Tyner has attacked what he perceives as Schreibman's lukewarm stances on hydraulic fracturing, foreign policy and Wall Street corruption. Schreibman has somewhat evasively said that fracking simply requires further study, but this week opposed the Cuomo administration's leaked plan to allow limited fracking in the Southern Tier.
Republicans have a three-way contest to determine who runs against incumbent Sen. Kirsten Gillibrand. Manhattan lawyer Wendy Long and Rep. Bob Turner, who took disgraced Rep. Anthony Weiner's seat away from the Democrats last year, are the frontrunners in a race that also includes Nassau County Comptroller George Maragos.
The campaign has been somewhat mild with all three candidates sharing many of the same positions, but some important distinctions were made last week when they debated in Manhattan.
Long, who along with Maragos has signed lobbyist Grover Norquist's anti-tax pledge, chided Turner's position that tax hikes should be on the table in Capitol Hill negotiations. Turner said his stance is the only realistic option with Democrats controlling the White House and Senate.

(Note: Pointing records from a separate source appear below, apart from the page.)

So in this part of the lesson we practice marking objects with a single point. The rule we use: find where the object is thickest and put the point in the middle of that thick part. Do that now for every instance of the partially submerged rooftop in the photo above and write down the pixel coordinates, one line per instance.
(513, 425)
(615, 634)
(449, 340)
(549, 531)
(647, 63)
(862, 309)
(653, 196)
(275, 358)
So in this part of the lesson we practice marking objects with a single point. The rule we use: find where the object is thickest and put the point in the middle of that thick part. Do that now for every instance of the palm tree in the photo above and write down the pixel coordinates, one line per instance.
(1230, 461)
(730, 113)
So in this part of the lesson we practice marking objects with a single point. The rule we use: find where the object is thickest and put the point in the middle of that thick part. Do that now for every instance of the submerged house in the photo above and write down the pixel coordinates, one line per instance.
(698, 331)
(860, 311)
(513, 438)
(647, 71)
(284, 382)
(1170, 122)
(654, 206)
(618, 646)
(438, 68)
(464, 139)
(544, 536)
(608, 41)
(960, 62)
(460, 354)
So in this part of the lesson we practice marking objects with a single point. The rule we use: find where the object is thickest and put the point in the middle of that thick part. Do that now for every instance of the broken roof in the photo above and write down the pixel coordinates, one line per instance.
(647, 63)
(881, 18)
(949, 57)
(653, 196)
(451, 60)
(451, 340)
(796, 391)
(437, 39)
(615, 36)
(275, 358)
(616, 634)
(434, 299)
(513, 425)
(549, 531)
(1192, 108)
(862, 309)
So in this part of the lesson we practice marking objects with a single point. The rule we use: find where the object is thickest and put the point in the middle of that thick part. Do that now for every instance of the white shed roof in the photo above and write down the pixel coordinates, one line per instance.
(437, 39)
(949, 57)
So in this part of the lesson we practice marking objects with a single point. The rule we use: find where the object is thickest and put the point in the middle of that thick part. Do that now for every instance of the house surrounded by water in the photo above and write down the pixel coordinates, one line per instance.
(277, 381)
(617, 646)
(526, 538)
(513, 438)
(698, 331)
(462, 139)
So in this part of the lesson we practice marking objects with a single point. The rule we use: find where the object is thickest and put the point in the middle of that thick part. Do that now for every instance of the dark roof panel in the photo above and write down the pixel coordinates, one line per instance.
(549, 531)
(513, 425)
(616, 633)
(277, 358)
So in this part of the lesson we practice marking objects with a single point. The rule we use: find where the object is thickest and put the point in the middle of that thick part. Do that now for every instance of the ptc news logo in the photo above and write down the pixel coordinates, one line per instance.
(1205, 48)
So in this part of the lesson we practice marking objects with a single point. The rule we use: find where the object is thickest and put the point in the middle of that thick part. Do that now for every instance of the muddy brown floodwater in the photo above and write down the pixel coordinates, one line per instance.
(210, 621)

Rep. Richard Hanna faces a challenge in the new 22nd District from Michael Kicinski of Earlville, an electronics engineer and Norwich Tea Party Patriots activist. The portion of Otsego County that Hanna represents was added to the new 19th District.
With so much at stake, voters should find the time to make their voices heard in some races that offer real, tangible choices.